"Do robots dream of secure computing? Exploring cybersecurity for AI systems"

Background

In the late 1960s, science fiction author Philip K. Dick explored the traits that distinguish humans from autonomous robots in his novel "Do Androids Dream of Electric Sheep."
As advances in generative AI allow us to create autonomous agents that can reason and act on humans' behalf, we must consider the human traits and knowledge we must equip these agentic AI with to enable them to act autonomously, reasonably, and safely.
One crucial skill we need to impart on our AI agents is the ability to stay safe when navigating the internet.

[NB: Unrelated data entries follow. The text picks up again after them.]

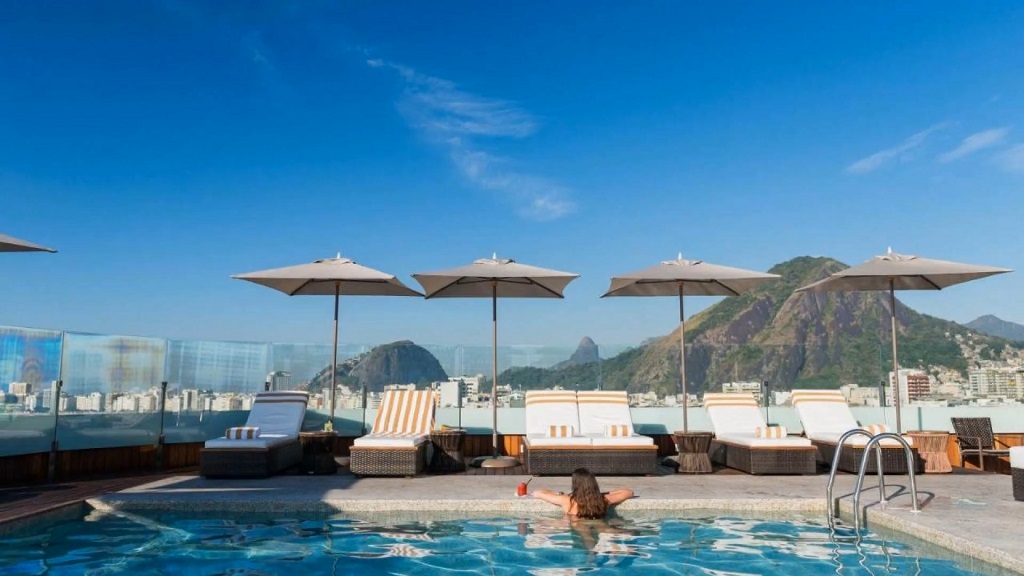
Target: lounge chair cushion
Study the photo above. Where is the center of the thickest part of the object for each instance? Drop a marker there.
(390, 440)
(755, 442)
(242, 433)
(536, 440)
(264, 441)
(770, 432)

If agentic AI systems are interacting with websites and APIs like a human internet user, they need to be aware that not all websites or public APIs are trustworthy, and nor is user-supplied input.
Therefore, we must empower our AI agents with the ability to make appropriate cyber hygiene decisions, as it will be the autonomous agent's responsibility to decide if it is safe and appropriate to "click the link."
The threat landscape is constantly shifting, so there are no hard and fast rules we can teach AI systems about what is a safe link and what is not.
AI agents must verify the disposition of links in real-time to determine if something is malicious.

There are emerging approaches to building AI workflow systems that can integrate multiple sources of information to allow an AI agent to come to a decision about an appropriate course of action.
In this example, we use the LangChain framework with OpenAI to enable an AI agent to access real-time threat intelligence via the Cisco Umbrella API.
The key functionality is the "getDomainDisposition" function, which passes the domain to the Umbrella API to retrieve the disposition and categorization information about the domain.

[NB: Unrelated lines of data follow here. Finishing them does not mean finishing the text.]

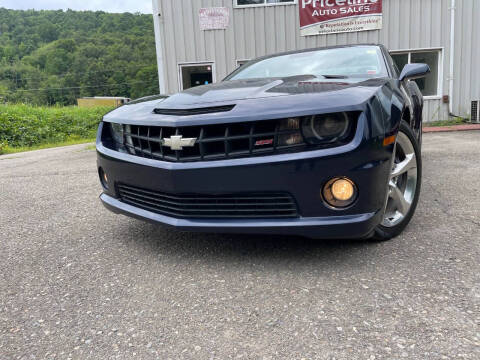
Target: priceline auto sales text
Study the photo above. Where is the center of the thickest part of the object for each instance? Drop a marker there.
(339, 6)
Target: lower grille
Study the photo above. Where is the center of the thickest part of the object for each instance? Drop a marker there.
(249, 205)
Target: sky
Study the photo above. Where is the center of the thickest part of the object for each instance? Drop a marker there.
(116, 6)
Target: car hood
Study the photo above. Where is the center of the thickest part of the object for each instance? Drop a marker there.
(235, 90)
(254, 99)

When provided with a known safe domain (www.cisco.com), the system identifies that the domain has a positive disposition and is classified as safe.
When provided with a known malicious domain, the system identifies that the domain has a negative disposition and concludes that this is not a domain which is safe for connection.
This demonstrates how AI agents can be equipped with the ability to make informed decisions about internet safety, identifying trustworthy links and websites based on real-time threat intelligence.

Equipping autonomous AI agents with cybersecurity knowledge is crucial for the next generation of agentic AI systems.
By learning to assess the safety of domains, AI agents can develop better cyber hygiene, making more intelligent decisions rather than simply being restricted by security gateways.
This proof of concept shows how AI agents can leverage threat intelligence APIs to make informed decisions about internet safety, a key skill for autonomous systems navigating the digital world.